Current programs that try to do this either don't accurately represent the 3D structure of the environment, leading to things looking wrong when you move your viewpoint, or they treat the world as unchanging. Imagine trying to simulate building a tower with blocks – existing simulators can't really handle the blocks changing position as you stack them. They struggle with interactions that happen over time and affect the scene.
What's the solution?
The researchers solved this by building a simulator that keeps track of a 3D model of the environment and updates it as interactions happen. They created a system that uses information about shapes, actions, and how things interact to generate realistic videos. To get enough data to train this system, they developed a way to automatically extract information from lots of real-world videos taken with regular cameras, and even a simple system for collecting new data using smartphones.
Why it matters?
This work is important because it creates a more realistic and useful simulation environment. This could be used to train robots to perform tasks in the real world, develop better virtual reality experiences, or even improve our understanding of how people interact with their surroundings. The ability to simulate complex, multi-step interactions is a big step forward, and the system’s ability to work with data from everyday cameras makes it more accessible.
Abstract
We introduce EgoSim, a closed-loop egocentric world simulator that generates spatially consistent interaction videos and persistently updates the underlying 3D scene state for continuous simulation.
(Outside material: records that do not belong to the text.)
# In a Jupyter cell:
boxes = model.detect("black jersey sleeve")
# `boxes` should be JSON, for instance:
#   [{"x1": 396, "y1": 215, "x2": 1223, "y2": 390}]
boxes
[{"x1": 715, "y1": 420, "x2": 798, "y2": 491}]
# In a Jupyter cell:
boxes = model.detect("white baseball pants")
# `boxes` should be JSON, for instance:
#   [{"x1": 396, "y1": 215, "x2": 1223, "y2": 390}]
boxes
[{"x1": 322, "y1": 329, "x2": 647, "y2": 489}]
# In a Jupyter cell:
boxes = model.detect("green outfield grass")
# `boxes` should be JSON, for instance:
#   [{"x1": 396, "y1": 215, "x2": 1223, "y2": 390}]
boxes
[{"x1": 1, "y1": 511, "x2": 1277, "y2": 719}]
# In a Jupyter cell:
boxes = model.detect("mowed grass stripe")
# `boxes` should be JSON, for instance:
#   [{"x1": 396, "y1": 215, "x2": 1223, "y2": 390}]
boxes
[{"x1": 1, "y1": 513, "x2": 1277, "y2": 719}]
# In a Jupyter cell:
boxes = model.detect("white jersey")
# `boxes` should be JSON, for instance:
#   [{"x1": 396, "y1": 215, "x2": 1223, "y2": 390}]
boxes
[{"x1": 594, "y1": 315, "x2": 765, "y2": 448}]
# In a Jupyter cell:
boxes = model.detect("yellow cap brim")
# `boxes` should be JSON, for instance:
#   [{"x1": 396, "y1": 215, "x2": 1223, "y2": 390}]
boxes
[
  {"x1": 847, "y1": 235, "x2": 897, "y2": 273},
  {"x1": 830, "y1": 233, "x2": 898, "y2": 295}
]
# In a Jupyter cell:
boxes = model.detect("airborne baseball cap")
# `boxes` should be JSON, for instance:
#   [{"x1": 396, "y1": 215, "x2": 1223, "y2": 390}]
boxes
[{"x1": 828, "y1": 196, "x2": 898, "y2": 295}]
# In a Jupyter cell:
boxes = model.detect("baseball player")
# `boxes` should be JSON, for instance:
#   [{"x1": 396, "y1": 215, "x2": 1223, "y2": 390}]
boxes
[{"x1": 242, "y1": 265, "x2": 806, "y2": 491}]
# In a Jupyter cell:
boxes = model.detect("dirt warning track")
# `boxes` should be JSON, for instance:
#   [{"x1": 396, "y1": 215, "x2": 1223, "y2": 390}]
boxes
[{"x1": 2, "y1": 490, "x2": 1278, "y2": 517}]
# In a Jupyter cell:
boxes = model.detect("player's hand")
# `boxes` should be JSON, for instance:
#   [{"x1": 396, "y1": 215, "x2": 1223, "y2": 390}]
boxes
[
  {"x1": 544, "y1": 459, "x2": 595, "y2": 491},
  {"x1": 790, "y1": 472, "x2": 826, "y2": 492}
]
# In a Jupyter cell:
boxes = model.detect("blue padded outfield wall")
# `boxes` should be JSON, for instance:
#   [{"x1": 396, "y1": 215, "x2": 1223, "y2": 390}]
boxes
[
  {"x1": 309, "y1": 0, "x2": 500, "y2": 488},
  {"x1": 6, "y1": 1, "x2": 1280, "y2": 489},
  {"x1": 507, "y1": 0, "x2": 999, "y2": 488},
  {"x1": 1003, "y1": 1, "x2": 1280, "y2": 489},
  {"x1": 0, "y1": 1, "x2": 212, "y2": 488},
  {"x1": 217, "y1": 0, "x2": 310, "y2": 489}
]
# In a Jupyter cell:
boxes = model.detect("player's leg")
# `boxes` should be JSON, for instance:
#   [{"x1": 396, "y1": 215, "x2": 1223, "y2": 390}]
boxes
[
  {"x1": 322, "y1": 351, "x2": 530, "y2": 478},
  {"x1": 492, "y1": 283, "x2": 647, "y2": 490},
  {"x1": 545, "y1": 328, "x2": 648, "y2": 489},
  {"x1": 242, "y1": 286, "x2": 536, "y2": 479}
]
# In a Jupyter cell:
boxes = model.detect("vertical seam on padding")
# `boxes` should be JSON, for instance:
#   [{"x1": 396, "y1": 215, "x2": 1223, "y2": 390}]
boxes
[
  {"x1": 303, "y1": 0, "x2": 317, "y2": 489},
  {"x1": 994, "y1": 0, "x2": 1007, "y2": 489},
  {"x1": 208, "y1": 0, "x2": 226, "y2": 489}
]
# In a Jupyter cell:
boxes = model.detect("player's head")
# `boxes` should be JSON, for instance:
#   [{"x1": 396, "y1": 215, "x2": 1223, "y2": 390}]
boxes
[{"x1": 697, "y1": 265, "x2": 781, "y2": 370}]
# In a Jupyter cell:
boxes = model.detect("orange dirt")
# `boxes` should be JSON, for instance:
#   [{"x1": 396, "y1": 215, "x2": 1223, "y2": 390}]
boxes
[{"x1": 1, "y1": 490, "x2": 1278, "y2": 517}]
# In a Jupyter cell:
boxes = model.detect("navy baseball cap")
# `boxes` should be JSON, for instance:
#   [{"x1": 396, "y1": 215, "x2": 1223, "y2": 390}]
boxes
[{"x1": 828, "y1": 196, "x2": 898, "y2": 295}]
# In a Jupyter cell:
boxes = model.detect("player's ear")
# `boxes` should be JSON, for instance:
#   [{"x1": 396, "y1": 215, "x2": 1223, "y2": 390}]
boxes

Existing egocentric simulators either lack explicit 3D grounding, causing structural drift under viewpoint changes, or treat the scene as static, failing to update world states across multi-stage interactions. EgoSim addresses both limitations by modeling 3D scenes as updatable world states. We generate embodiment interactions via a Geometry-action-aware Observation Simulation model, with spatial consistency from an Interaction-aware State Updating module. To overcome the critical data bottleneck posed by the difficulty in acquiring densely aligned scene-interaction training pairs, we design a scalable pipeline that extracts static point clouds, camera trajectories, and embodiment actions from in-the-wild large-scale monocular egocentric videos. We further introduce EgoCap, a capture system that enables low-cost real-world data collection with uncalibrated smartphones. Extensive experiments demonstrate that EgoSim significantly outperforms existing methods in terms of visual quality, spatial consistency, and generalization to complex scenes and in-the-wild dexterous interactions, while supporting cross-embodiment transfer to robotic manipulation. Codes and datasets will be open soon. The project page is at egosimulator.github.io.